Purpose. To examine the effects of EGF, delivered from a semi-solid drug delivery system, on corneal epithelial wound healing following anterior keratectomy wound creation in the eyes of New Zealand white rabbits. Methods. A semi-solid drug delivery system based on a Carbopol gel was developed. Following creation of a 7.5 mm circular anterior keratectomy wound, 50 µL of either a placebo gel or an EGF-containing gel, was instilled in the inferior fornix.

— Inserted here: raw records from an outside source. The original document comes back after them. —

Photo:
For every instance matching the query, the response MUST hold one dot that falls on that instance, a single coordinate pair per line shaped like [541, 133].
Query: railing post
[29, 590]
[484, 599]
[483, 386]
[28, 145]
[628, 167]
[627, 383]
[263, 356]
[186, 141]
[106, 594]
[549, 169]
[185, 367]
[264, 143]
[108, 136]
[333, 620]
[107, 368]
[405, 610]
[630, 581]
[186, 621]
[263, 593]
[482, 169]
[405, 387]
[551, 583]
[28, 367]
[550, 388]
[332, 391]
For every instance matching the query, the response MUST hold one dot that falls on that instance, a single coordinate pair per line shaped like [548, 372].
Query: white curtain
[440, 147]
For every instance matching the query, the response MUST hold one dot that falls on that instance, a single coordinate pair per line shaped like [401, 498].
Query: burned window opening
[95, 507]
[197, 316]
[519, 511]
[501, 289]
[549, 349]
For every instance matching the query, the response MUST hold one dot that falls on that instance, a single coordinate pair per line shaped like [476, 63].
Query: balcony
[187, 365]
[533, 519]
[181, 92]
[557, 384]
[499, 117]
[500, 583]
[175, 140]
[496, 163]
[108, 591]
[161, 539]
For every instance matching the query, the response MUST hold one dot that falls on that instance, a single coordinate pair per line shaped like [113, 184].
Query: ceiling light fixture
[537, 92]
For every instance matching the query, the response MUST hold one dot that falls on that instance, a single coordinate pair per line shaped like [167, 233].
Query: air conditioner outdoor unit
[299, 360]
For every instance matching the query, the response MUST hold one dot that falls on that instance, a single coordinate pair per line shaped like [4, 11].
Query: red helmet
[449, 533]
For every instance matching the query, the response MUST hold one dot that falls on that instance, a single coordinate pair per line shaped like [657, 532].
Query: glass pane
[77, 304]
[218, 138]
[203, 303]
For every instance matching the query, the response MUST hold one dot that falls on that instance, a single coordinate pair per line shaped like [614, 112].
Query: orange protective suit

The gel remained in the eye for 8 hours, at which time it was removed. Anaesthesia was maintained for the entire 8-hour period. Wound healing was evaluated by quantitative morphometry. We evaluated 0.04, 0.1, 0.2, 0.4, and 1% EGF concentrations in the gel. Tear EGF concentrations and histology of the healing corneas were also examined. Results. The enhancement factor (ratio of the healing rate with the EGF gel and control gel) was 1.13 ± 0.12, 1.40 ± 0.14, 1.29 ± 0.12, 1.80 ± 0.22, and 1.09 ± 0.12 for the gels containing 0.04, 0.1, 0.2, 0.4, and 1% EGF by mass, respectively. The increases in the rate of wound healing were significant with the 0.1, 0.2 and 0.4% gel formulations. Histologically, the 0.4% gels resulted in cellular hyperplasia after 5 days of healing. Differences between the placebo gel-treated and EGF-containing gel-treated eyes were evaluated at both 2 and 5 days. The concentration of EGF in the tears during the treatment period was approximately constant for both the 1% and 0.04% gels. The average tear concentration during the instillation period was 2.87 ± 0.36 µg/mL and 200.61 ng/mL ± 116.10 for the 1% and 0.04% gels respectively. Conclusions. Treatment with EGF in a Carbopol gel carrier for a period of 8 hours results in significant wound healing enhancement (p < 0.05). The optimum EGF loading in the gel was determined to be 0.4%. A slow release gel may be an effective way to deliver EGF to the corneal surface.